Panichsillaphakit Ekkarit, Laohathai Phakwan, Dhachpramuk Dhachdanai, Vatanavicharn Nithiwat
Department of Pediatrics, Faculty of Medicine Siriraj Hospital, Mahidol University, Bangkok, Thailand.
Department of Pediatrics, Faculty of Medicine Siriraj Hospital, Mahidol University, Bangkok, Thailand
BMJ Case Rep. 2025 May 5;18(5):e265089. doi: 10.1136/bcr-2025-265089.
Riboflavin, a vital water-soluble vitamin, serves as a cofactor for numerous enzymes involved in cellular energy metabolism.
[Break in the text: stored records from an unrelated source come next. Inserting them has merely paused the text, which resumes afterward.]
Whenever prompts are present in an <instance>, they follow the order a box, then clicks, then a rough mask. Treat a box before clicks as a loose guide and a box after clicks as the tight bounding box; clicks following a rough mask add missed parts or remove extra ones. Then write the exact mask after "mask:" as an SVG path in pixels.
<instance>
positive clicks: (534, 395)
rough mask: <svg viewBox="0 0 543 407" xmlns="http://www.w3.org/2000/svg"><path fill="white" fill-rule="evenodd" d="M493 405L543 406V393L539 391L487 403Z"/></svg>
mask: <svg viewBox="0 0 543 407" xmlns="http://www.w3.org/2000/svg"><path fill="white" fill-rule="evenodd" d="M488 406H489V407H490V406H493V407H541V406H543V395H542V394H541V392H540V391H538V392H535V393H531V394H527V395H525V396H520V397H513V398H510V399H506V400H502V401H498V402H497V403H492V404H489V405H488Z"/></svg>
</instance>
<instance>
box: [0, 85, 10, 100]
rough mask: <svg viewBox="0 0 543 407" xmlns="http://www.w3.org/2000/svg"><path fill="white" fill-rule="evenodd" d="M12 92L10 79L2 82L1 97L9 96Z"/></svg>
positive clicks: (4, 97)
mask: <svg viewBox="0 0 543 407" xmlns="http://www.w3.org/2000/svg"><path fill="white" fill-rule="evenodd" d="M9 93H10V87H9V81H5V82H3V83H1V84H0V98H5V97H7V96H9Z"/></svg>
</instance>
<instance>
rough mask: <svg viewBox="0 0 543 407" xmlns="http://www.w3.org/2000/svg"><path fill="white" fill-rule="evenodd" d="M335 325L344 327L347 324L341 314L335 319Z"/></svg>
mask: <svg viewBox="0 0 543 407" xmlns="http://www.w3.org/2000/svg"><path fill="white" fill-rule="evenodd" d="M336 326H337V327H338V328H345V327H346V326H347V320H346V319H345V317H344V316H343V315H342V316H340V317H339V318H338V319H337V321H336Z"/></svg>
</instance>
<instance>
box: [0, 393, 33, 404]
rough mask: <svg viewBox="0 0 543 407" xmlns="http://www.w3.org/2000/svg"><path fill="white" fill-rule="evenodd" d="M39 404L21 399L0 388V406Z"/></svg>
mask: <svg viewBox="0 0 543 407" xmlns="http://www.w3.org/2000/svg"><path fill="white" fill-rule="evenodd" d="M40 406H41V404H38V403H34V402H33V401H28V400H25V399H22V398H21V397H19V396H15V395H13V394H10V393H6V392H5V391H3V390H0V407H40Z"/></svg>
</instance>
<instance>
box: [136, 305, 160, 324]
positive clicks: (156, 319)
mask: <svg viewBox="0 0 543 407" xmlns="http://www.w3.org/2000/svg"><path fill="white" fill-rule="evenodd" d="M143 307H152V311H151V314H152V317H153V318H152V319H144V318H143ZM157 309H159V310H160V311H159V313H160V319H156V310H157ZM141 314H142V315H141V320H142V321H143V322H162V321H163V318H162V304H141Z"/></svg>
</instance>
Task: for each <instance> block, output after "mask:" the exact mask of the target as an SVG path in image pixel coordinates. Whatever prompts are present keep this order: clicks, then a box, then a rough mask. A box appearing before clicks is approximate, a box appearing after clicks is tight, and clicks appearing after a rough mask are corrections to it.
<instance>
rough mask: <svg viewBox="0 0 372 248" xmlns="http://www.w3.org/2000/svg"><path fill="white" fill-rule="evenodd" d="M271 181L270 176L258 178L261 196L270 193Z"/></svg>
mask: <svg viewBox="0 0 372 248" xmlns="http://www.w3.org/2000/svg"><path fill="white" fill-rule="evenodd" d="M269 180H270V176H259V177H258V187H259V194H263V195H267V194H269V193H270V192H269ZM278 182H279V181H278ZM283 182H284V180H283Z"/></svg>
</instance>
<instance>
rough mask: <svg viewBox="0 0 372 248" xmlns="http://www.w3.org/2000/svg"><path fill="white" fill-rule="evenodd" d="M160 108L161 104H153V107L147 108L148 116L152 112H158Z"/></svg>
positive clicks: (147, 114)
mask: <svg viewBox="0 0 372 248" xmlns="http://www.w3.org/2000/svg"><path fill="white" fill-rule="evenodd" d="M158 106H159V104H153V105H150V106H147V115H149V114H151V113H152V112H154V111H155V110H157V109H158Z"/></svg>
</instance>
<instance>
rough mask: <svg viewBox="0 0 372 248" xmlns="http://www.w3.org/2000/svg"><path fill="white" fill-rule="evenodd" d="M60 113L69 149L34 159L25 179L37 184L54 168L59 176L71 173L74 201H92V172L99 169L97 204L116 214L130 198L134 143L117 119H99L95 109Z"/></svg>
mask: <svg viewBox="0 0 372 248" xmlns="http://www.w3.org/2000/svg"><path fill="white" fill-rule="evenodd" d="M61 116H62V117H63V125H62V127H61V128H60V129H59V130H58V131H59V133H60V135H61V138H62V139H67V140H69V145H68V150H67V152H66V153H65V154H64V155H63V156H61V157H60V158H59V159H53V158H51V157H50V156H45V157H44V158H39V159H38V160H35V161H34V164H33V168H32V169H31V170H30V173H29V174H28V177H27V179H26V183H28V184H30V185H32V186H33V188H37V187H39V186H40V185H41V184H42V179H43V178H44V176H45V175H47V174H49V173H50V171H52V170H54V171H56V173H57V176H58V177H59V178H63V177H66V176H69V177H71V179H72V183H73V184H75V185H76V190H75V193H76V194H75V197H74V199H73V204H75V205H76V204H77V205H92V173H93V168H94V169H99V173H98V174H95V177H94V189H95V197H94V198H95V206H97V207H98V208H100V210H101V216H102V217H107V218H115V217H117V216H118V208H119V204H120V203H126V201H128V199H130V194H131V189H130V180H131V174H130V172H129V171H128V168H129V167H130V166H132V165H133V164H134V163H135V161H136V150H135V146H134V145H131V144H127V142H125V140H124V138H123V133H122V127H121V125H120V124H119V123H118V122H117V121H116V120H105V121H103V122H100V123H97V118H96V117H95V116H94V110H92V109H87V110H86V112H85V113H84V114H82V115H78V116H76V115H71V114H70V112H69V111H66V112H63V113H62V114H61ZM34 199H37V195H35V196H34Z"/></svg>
Riboflavin deficiency can lead to diverse clinical manifestations and metabolic changes that mimic multiple acyl-CoA dehydrogenase deficiency (MADD). We report a case of a preterm female infant dependent on total parenteral nutrition (TPN) with insufficient riboflavin intake. The infant exhibited clinical and biochemical features resembling MADD; however, molecular analysis revealed no pathogenic or likely pathogenic variants associated with MADD or riboflavin transporter defects. Treatment with riboflavin, L-carnitine and multivitamin supplementation resulted in the resolution of clinical and biochemical abnormalities within 1 week. This case highlights that the transient MADD-like features were attributable to riboflavin deficiency induced by TPN.
核黄素是一种重要的水溶性维生素,作为参与细胞能量代谢的多种酶的辅助因子。核黄素缺乏可导致多种临床表现和代谢变化,类似于多种酰基辅酶A脱氢酶缺乏症(MADD)。我们报告一例依赖全胃肠外营养(TPN)且核黄素摄入不足的早产女婴病例。该婴儿表现出类似于MADD的临床和生化特征;然而,分子分析未发现与MADD或核黄素转运体缺陷相关的致病或可能致病变异。补充核黄素、左旋肉碱和多种维生素治疗1周内临床和生化异常得以缓解。该病例强调,短暂的MADD样特征归因于TPN引起的核黄素缺乏。